Hat sich die bestehende Armut in der Corona-Krise verschärft oder eher noch weiter verbreitet? 

Es gibt zwar noch keine aktuelle Erhebung. Aber die sichtbare Armut ist größer geworden. Man sieht immer mehr Menschen, die auf der Straße leben. Ich bekomme auch immer mehr Anrufe von Selbstständigen, die in der Pandemie in Hartz IV gerutscht sind. Viele Mini-Job-Angebote sind weggebrochen und für diese Arbeitslosen gibt es kein Kurzarbeitergeld. Gerade ältere Menschen mussten sich zu ihrer Rente etwas dazuverdienen und sind nun mittellos. Manche von ihnen wissen nicht einmal, dass ihnen Grundsicherung zusteht. Dass in dieser prekären Lage auch noch viele Tafeln geschlossen haben, ist ein Desaster, weil die armen Menschen auf diese Lebensmittelversorgung angewiesen sind.

Inwiefern hat sich die Situation für obdachlose Menschen in der Krise verschlechtert?

Sie haben den ersten Lockdown gerade einigermaßen überstanden. Im zweiten Lockdown ist die Verzweiflung so groß wie nie. Sie werden kaum noch wahrgenommen. Man geht nicht mehr auf sie zu. Dadurch, dass weniger Menschen unterwegs sind, finden sie kaum noch Nahrung und leere Pfandflaschen. Das Spendenvolumen ist wesentlich weniger geworden, da die meisten Menschen ihr Geld jetzt zusammenhalten. Viele soziale Anlaufstellen mussten schließen und die Obdachlosen können sich nirgendwo mehr aufwärmen oder gar duschen.

Wie hoch ist ihre Chance auf eine ärztliche Behandlung in der Pandemie?
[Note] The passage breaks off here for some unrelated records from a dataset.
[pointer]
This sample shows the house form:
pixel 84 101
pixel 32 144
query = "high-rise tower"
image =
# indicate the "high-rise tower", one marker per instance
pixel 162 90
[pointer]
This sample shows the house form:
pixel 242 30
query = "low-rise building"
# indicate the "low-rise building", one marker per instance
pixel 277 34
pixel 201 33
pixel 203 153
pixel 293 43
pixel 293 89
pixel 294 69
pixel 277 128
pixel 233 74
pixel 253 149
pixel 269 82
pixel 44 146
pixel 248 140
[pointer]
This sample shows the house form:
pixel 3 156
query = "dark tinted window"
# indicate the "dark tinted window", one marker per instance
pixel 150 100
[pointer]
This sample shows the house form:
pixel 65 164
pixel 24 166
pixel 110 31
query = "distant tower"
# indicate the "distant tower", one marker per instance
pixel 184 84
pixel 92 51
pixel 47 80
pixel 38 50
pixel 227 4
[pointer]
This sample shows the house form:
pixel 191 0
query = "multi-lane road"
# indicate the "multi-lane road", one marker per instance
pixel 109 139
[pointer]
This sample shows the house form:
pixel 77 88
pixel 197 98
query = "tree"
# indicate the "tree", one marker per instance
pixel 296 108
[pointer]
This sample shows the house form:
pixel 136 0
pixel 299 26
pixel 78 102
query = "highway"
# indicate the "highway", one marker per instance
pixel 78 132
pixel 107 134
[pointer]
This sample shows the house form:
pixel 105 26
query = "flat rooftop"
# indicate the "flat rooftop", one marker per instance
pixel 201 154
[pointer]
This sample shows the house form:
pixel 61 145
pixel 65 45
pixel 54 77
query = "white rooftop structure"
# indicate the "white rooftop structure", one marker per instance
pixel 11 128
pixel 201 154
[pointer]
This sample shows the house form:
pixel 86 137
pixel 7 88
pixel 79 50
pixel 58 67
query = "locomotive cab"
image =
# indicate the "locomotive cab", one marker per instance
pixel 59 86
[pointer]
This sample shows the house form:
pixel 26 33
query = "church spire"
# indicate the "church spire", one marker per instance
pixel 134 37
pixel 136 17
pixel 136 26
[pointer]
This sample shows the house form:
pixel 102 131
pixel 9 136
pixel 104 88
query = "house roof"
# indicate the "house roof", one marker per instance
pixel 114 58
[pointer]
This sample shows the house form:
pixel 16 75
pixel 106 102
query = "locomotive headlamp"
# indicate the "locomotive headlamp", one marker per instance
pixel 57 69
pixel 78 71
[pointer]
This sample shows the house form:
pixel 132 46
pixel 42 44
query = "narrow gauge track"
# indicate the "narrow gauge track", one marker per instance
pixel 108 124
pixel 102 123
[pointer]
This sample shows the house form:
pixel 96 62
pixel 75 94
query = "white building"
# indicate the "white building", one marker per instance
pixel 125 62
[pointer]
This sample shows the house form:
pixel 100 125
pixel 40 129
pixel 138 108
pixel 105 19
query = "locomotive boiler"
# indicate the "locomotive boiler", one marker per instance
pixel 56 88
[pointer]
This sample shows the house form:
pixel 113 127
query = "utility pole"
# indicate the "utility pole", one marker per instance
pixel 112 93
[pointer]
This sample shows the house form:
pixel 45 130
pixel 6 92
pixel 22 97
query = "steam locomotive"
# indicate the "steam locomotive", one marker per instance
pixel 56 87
Jedes staatliche Krankenhaus ist verpflichtet, sie aufzunehmen. Es gibt aber auch soziale Anlaufstellen, wo sie behandelt werden können. Die Finanzierung läuft über den humanitären Verein Medizin Hilft e.V. in Dahlem. Das weitaus größere Problem ist, dass Obdachlose selten von sich aus einen Arzt aufsuchen. Es ist wieder Aufgabe der Sozialarbeiter und der Gesellschaft, sie auf der Straße zu finden und ihnen gegebenenfalls deutlich zu machen, dass sie ärztliche Hilfe benötigen. 

Welche Lösungen wünschen Sie sich von politischen Entscheidern in Hinblick auf Armut?

Sie sollten jetzt darum kämpfen, dass die Wohnungslosigkeit beseitigt wird. Ich wünsche mir einen Betreuungsstab auf der Straße, der die Menschen mitnimmt und dass speziell bei den osteuropäischen Obdachlosen die Botschaften dringend eingeschaltet werden. Außerdem ist es auch eine gesamtgesellschaftliche Aufgabe, sich mit der Armut auseinanderzusetzen und bedürftigen Menschen zu helfen. In der Flüchtlingskrise hat dieser gesellschaftliche Zusammenhalt ja sehr gut funktioniert. Leider denken viele Menschen immer noch, dass Obdachlose selbst schuld an ihrem Dilemma seien, und das ist ein großer Fehler. Ich kann die Gesellschaft nur auffordern, mit den Bedürftigen ins Gespräch zu kommen, um Vorurteile abzubauen. Wir müssen diese Menschen von der Straße retten und dürfen sie nicht fallen lassen.

Wie kann man Kinder besser vor Armut schützen?

Kinder können wir nur schützen, wenn die Eltern faire Löhne erhalten, um wirtschaftlich wieder auf die Beine zu kommen. Außerdem benötigen die Familien eine vernünftige Beratung und ihre Armut darf nach außen nicht sichtbar werden. Besonders in den Schulen zeigen sich die existenziellen Sorgen oft sehr deutlich, da diese Kinder zum Beispiel nicht an Klassenfahrten teilnehmen können. Sie sollten aber die gleiche technische Ausstattung und Förderungsmöglichkeiten haben. Diese Chancengleichheit muss vom Staat geschaffen werden.